Life after work

A career coach can help you examine your strengths, goals, and wishes objectively - and also spot potential pitfalls.

Rick Lavin
Lavin (right) stands in front of one of his works of art - and next to Roberto.
'Building beach houses that are works of art.'
Rick Lavin
When Rick Lavin decided that it "was time to turn in my briefcase" as a lawyer with Bank of America, he spent six months seeing coach Ralph Roberto to figure out how to do it. Roberto, he says, was "my sounding board."

Was quitting a frustrating situation worth giving up power and prestige? Roberto pressed him. Did Lavin have the will to create a new career? In both cases, the answer was yes.

"We have a pretty rigorous assessment process that helps people focus on the fundamentals: What really drives me?

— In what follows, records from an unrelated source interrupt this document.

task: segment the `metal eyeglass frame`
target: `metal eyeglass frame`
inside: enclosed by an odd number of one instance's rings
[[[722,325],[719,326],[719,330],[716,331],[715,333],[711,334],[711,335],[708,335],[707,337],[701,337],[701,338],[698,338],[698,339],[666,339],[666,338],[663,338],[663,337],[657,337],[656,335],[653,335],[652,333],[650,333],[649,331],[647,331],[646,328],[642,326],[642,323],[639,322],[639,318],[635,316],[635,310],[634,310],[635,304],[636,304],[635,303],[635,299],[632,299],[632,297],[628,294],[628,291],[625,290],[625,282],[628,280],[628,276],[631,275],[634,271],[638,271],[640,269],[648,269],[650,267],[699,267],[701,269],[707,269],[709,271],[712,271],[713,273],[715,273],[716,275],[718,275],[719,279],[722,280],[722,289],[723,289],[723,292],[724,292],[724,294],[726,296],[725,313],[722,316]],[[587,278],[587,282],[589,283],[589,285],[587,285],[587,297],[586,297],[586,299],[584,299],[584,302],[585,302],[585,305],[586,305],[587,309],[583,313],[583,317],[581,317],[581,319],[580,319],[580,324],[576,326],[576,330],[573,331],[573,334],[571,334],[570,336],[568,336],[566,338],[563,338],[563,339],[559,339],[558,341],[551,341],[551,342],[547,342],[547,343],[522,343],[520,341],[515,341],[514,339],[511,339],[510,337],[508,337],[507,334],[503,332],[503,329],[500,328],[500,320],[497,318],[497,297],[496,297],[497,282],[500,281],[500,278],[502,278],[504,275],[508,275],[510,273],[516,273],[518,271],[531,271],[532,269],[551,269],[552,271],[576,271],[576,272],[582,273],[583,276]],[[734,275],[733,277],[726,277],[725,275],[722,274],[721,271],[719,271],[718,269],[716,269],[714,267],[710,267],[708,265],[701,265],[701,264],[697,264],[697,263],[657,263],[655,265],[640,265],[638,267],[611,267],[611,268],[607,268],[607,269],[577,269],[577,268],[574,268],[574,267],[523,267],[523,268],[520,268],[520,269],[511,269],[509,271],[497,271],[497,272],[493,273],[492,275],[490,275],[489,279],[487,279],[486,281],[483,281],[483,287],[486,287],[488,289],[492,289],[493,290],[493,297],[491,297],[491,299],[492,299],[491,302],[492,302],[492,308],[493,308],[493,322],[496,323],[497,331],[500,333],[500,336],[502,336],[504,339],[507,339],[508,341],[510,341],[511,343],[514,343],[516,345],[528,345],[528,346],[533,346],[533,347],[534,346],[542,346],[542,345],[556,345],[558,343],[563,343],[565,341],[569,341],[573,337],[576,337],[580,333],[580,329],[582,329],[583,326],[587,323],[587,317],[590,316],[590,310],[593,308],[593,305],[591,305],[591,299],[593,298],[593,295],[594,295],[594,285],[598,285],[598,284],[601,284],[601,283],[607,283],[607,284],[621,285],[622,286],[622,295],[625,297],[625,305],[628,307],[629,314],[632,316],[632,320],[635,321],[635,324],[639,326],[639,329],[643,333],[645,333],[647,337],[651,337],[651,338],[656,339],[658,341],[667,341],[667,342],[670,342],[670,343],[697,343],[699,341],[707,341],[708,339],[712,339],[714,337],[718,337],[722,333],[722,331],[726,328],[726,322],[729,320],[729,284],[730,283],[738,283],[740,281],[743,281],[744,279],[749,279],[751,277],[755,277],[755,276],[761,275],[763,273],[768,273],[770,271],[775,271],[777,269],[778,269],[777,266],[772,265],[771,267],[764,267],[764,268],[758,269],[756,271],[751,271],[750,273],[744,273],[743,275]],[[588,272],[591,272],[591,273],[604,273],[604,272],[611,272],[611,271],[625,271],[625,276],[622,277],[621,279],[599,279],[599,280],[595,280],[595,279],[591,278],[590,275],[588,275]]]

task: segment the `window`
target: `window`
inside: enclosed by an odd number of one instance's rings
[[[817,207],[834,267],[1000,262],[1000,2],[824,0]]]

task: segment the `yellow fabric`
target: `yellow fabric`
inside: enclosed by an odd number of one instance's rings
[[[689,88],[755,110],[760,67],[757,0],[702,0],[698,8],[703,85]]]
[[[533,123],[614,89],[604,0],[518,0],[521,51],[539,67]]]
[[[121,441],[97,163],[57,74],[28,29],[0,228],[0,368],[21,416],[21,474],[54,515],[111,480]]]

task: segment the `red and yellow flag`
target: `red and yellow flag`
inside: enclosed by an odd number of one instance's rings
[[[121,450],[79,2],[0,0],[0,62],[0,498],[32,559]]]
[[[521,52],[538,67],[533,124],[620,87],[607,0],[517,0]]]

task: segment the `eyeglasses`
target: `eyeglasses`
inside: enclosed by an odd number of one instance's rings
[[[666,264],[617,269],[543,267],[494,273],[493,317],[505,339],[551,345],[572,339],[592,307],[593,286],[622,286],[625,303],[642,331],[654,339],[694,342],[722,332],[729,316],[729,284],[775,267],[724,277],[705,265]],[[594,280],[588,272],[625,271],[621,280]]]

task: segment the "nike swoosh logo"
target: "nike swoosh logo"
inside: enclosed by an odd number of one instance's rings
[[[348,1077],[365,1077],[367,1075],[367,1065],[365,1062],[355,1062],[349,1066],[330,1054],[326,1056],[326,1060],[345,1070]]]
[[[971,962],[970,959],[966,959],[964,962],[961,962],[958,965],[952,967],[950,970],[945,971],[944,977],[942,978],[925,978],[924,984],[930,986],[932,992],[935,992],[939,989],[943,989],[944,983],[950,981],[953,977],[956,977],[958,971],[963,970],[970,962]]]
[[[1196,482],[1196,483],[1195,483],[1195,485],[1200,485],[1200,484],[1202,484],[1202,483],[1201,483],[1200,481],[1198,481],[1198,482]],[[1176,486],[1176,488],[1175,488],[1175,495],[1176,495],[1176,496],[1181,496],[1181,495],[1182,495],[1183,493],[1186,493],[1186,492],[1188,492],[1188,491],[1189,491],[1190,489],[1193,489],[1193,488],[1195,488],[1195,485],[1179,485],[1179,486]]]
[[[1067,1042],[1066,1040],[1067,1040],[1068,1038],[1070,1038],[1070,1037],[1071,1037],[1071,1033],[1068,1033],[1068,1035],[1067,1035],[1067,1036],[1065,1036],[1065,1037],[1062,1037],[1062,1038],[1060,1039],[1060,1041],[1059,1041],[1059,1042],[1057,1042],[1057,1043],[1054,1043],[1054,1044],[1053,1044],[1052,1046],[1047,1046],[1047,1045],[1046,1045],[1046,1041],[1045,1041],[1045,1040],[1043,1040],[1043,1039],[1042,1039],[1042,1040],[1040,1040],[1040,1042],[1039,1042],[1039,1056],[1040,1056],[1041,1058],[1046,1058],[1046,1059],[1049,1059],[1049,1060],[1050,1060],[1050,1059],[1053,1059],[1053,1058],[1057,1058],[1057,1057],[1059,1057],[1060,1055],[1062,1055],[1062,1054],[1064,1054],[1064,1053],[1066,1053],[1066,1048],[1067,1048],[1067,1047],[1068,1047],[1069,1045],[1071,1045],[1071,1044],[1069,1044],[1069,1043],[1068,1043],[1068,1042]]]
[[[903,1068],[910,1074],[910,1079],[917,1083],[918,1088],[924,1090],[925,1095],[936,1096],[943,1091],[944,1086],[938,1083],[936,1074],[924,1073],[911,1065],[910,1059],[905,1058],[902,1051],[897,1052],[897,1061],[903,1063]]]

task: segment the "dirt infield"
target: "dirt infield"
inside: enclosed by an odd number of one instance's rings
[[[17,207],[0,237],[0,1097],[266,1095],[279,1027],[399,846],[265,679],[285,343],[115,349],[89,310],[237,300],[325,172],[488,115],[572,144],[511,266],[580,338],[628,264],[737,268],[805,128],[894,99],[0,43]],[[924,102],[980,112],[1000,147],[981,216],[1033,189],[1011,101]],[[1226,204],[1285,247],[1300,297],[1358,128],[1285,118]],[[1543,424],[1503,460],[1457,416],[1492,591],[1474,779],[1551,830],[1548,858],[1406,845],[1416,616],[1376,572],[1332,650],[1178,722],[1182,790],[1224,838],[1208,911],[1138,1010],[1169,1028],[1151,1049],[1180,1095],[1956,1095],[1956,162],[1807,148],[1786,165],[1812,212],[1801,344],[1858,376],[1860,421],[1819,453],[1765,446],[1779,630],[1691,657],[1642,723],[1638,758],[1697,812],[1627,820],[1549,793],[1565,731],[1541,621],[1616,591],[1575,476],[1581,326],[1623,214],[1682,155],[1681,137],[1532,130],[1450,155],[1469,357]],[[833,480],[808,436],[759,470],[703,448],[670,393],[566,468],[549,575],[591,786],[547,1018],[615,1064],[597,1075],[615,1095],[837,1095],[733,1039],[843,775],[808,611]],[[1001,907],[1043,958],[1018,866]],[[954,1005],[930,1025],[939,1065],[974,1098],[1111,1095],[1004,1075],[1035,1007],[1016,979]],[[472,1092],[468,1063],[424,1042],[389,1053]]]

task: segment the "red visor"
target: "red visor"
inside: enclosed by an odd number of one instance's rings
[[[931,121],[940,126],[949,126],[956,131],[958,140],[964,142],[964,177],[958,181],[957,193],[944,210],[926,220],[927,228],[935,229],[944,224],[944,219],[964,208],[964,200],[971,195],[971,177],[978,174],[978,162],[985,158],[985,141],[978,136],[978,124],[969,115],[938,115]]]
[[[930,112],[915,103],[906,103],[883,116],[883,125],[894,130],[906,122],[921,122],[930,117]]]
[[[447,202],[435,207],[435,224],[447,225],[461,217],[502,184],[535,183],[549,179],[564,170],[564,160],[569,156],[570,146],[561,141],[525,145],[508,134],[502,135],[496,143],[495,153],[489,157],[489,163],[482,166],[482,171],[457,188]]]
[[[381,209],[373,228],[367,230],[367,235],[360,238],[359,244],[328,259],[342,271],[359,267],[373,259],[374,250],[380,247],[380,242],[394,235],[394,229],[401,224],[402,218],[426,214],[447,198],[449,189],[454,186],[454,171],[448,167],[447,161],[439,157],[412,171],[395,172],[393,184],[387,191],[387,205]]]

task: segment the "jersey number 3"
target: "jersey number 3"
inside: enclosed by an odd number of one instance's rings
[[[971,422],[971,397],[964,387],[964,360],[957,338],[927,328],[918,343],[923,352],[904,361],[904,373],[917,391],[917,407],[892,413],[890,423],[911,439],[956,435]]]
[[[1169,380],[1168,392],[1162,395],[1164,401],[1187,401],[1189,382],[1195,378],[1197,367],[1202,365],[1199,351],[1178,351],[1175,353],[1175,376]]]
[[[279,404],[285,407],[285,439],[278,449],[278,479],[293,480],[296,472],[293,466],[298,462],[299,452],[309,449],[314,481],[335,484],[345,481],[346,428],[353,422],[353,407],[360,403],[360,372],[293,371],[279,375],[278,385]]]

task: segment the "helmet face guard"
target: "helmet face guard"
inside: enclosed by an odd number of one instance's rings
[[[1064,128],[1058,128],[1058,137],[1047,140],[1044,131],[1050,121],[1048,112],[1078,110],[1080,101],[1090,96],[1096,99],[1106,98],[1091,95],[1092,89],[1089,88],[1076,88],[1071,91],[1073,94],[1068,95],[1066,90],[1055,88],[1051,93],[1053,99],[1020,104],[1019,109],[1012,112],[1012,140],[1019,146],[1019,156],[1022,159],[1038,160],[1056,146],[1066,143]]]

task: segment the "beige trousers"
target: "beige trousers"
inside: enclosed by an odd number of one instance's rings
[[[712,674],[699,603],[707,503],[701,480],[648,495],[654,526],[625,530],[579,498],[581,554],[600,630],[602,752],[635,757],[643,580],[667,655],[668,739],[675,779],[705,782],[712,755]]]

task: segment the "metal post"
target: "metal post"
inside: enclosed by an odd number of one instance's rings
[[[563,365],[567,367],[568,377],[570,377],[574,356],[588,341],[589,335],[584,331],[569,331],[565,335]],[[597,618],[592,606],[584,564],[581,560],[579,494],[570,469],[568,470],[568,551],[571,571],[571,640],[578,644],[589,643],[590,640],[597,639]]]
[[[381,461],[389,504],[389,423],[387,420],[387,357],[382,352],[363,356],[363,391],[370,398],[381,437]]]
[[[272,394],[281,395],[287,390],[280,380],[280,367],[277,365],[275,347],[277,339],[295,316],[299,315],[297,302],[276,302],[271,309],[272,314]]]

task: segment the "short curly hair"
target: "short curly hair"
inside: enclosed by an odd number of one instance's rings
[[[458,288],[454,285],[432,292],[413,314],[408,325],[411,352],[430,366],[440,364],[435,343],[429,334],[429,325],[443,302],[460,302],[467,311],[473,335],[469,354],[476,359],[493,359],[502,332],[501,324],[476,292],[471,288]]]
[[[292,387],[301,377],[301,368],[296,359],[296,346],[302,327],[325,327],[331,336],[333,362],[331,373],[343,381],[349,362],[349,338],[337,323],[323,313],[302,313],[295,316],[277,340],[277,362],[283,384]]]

What would be my ideal life?" says Roberto, a managing partner at Essex Partners in Boston.

In Lavin's case, his longtime love of the Massachusetts seashore and an interest in art and architecture were the elements that steered him toward seaside real estate development, or as Lavin prefers to put it, "building beach houses that are works of art."

His company, Goodheart Properties, is completing its second project, this one inside a national park. The career change was no day at the beach; Lavin had to learn the construction business from the ground up.

But he also brought some significant assets with him: His legal skills have been essential to securing various regulatory approvals, and his general management acumen has helped him deal with architects, engineers, surveyors, landscapers, and the myriad other members of his current team.

Lavin still meets with Roberto every six weeks or so, but he has no doubt he has found his calling: "I'm working as hard as I ever did, but I love what I do. I've recaptured all the old excitement I used to have about work."